Is Boston Private Financial Holdings making a comeback? After a string of unsuccessful RIA acquisitions, soured loans at its private bank division, and a drawdown of $154 million in federal TARP aid, the RIA consolidator’s outlook was glum. Now there are signs that things are turning around.
This month Boston Private announced it had paid off its remaining $104 million in Troubled Asset Relief Program funding, a move that one analyst said wasn’t expected until later this year. It also announced a secondary stock offering and expects to raise $23.7 million, which would go towards improving its capital ratios. As of March 31, nonperforming loans accounted for 2.02 percent of total loans, which is well below the bad debt ratios on its peers’ balance sheets, according to Standard & Poor’s. And fresh management arrives next month in the form of a new chief executive, Clayton G. Deutsch, a senior partner at McKinsey & Co. and the global leader of its Merger Management Practice. Morningstar says that Deutsch’s experience in bank mergers suggests the company is looking to put itself up for sale. But Erik Oja, an analyst for equity research at S&P, says the company is in a position to do some buying itself, noting there’s more than $1.3 billion in cash and investments on its balance sheet.
Of course, acquisitions may have been part of the problem for Boston Private. Morningstar suggests the company paid too much for some of the businesses it bought. When the market crashed, loan performance on the books of some of Boston Private’s subsidiaries, particularly those in Florida, headed south. It began selling subsidiaries to raise cash and to divest itself of poor performers. Sand Hill Advisors, RINET Co., Westfield Capital Management and Gibraltar Private Bank & Trust were put on the block, and Boston Private Value Investors, formed after the company acquired Taylor Investments in 2001, was sold back to managers.
“Their chargeoffs were extremely aggressive as well. They just didn’t let anything linger, and it got to the point where people were wondering if anything was going to be left,” Oja says. But the moves produced results; chargeoffs were down significantly in the first quarter this year to $2.8 million, after an average of $10 million in each of the previous four quarters. He expects loans to grow 1.2 percent this year, above that of the firm’s peers. “They’ve done a good job of cleaning up everything they had to,” he says.

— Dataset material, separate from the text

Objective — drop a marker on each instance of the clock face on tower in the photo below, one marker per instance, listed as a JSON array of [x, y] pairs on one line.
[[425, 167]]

With three business lines–private banking, wealth advisory services, and investment management for wealthy individuals and institutional players like pension funds and foundations–Boston Private caters to the high-net-worth client so cherished in the marketplace. Net interest income was $159.5 million last year, up about 6 percent. Assets under management have dropped sharply at the firm, from $22 billion two years ago to about $7 billion today. But financial advice is still a big part of its world. These days more than half its revenue comes mostly from the asset management and wealth advisory sides of its business, Morningstar says. It remains in the RIA business with two subsidiaries: Dalton, Greiner, Hartman, Maher & Co., and Anchor Capital Advisors LLC. It also holds a minority stake in the parent company of RIA Coldstream Capital Management Inc. Morningstar predicts AUM at Boston Private will grow at a modest 7 percent annually, adding, “We do not anticipate any changes to fee rates, so we assume that management fees will increase with client assets.”